Drug Screening for Glycolysis Pathway in Living Cancer Cells Using 19F NMR

Glycolysis is a fundamental process for the generation of cellular energy, and its dysregulation has been linked to a number of diseases, including obesity, neurological disorders, and cancer. Targeting glycolysis is therefore a promising therapeutic strategy. However, effective drugs that specifically target glycolysis are still lacking. In this study, we introduce a novel approach utilizing ¹⁹F NMR to monitor early glycolysis in living MCF-7 cells. By tracking metabolites downstream of the glucose analogue 2-fluoro-2-deoxyglucose (2-FDG), we successfully observed the activity of key glycolytic components, such as glucose transporters (GLUTs) and hexokinase (HKs). Our results reveal distinct metabolic profiles upon inhibition of these targets, advancing the understanding of glycolytic regulation. In addition, we applied this approach to screen traditional Chinese medicines for their effects on glycolysis and identified Salvia miltiorrhiza and Fructus evodiae as modulators with contrasting effects on glycolytic metabolism. This dual modulation highlights their potential as valuable tools for therapeutic intervention. Our study provides an innovative methodology for both the exploration of glycolytic pathways and the discovery of novel therapeutics, offering new perspectives for drug development targeting metabolic diseases.

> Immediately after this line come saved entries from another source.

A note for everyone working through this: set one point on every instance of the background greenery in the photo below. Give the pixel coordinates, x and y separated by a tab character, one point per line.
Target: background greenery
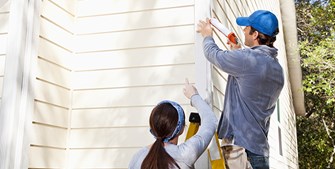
316	38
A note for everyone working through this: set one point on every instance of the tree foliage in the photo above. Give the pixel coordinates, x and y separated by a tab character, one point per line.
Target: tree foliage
316	36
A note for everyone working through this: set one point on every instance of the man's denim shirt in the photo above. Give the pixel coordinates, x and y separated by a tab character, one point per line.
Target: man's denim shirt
253	87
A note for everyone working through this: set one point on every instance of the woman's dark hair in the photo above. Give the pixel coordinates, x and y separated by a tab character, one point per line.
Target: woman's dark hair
264	39
163	121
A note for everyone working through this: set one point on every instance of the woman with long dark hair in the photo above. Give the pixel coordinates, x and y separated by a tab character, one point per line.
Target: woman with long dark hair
167	122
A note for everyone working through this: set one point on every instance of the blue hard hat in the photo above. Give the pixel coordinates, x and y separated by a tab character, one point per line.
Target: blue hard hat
263	21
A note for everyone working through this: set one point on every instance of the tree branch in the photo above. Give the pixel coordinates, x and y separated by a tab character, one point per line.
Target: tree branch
331	138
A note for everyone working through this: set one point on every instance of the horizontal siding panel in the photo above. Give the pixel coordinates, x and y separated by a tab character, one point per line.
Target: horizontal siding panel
110	137
121	97
4	20
68	6
50	114
49	136
136	20
101	158
180	54
53	73
57	15
56	34
49	93
54	53
3	43
84	8
133	77
136	39
126	116
47	158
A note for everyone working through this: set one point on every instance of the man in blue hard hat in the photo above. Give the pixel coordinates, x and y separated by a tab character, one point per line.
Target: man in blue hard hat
254	83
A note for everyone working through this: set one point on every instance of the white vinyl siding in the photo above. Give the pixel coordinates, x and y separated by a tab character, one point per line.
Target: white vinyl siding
52	88
4	20
129	55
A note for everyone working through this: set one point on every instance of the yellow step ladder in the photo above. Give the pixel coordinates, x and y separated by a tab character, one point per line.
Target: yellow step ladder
195	121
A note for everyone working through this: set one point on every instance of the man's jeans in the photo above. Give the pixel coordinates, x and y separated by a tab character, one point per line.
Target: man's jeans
258	161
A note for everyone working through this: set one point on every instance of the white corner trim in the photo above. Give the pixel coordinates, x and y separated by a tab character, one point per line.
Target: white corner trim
17	99
202	66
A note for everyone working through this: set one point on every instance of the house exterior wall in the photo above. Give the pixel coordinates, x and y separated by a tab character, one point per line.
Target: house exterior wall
52	86
4	20
142	50
101	67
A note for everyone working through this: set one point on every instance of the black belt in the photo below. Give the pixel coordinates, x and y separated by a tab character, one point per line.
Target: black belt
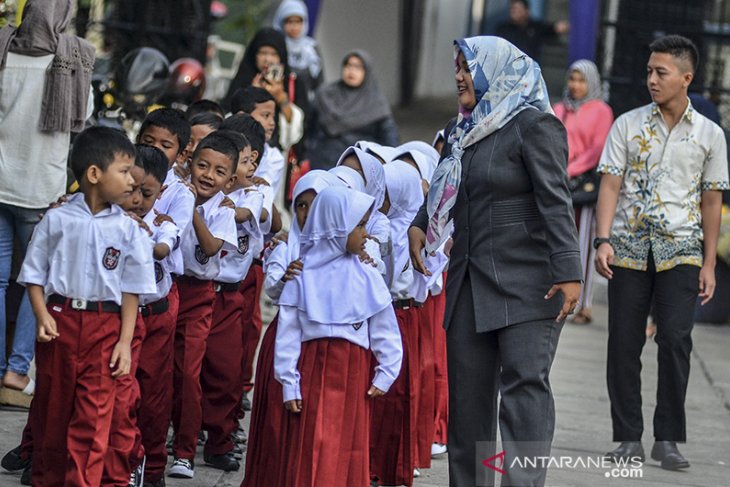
84	305
226	287
156	308
406	304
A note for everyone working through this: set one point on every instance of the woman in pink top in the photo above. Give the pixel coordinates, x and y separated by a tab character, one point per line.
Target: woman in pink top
587	119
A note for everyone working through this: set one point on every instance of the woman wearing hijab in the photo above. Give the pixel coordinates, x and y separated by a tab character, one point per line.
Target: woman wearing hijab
45	77
587	119
266	65
515	267
349	110
292	18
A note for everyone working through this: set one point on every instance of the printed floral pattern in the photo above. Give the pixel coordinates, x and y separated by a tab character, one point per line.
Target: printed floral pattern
664	174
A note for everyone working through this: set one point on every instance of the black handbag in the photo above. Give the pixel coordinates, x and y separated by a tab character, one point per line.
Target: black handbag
584	188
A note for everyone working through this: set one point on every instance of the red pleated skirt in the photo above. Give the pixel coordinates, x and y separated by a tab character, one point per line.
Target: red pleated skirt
393	426
441	392
426	392
264	465
327	444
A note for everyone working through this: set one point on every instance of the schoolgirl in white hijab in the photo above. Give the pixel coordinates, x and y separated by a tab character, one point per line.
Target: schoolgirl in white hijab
264	452
329	316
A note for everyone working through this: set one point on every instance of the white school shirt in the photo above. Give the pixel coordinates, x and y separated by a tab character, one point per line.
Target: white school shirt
257	245
177	202
221	223
271	167
275	266
83	256
379	333
235	263
163	234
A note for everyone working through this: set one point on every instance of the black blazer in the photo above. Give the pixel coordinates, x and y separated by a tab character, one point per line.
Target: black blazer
514	228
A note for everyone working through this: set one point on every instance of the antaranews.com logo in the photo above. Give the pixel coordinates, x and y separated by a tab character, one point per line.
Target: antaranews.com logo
518	459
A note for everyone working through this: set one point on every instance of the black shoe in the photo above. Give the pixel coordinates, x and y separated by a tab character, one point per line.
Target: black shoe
26	477
245	402
667	453
12	462
224	462
626	451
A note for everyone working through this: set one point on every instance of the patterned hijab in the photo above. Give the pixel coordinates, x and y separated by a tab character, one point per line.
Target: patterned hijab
506	81
302	50
593	79
68	78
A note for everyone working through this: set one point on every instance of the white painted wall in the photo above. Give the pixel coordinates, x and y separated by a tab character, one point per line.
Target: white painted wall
372	25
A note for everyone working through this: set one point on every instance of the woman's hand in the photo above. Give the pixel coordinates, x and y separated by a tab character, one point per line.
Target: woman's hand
294	406
604	259
571	293
294	269
374	392
416	243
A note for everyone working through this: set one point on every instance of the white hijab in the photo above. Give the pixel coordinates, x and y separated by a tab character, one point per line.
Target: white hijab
334	286
406	197
315	180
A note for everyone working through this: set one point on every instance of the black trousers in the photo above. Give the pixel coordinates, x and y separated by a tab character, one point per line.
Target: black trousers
630	294
515	362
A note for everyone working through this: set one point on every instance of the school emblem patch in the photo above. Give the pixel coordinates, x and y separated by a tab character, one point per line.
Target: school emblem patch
111	258
158	272
242	244
200	255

糖酵解（Glycolysis）是细胞能量生成的核心途径，其失调与肥胖、神经系统疾病及癌症等多种疾病密切相关。因此，靶向糖酵解成为极具潜力的治疗策略。然而，目前仍缺乏能够特异性靶向糖酵解的有效药物。本研究提出一种全新方法，利用¹⁹F核磁共振（¹⁹F NMR）监测活MCF-7细胞内的早期糖酵解过程。通过追踪葡萄糖类似物2-氟-2-脱氧葡萄糖（2-fluoro-2-deoxyglucose，2-FDG）下游的代谢物，我们成功观测到葡萄糖转运蛋白（glucose transporters, GLUTs）与己糖激酶（hexokinase, HKs）等关键糖酵解组分的活性。研究结果显示，抑制上述靶点后会呈现出独特的代谢谱特征，加深了我们对糖酵解调控机制的理解。此外，我们将该方法应用于中药的糖酵解调控效应筛选，最终鉴定出丹参（Salvia miltiorrhiza）和吴茱萸（Fructus evodiae）这两种对糖酵解代谢具有相反调控作用的调节剂。这种双向调控特性凸显了它们作为治疗干预潜在工具的应用价值。本研究为糖酵解通路的探索及新型治疗药物的发现提供了创新性方法，也为靶向代谢性疾病的药物研发开辟了新视角。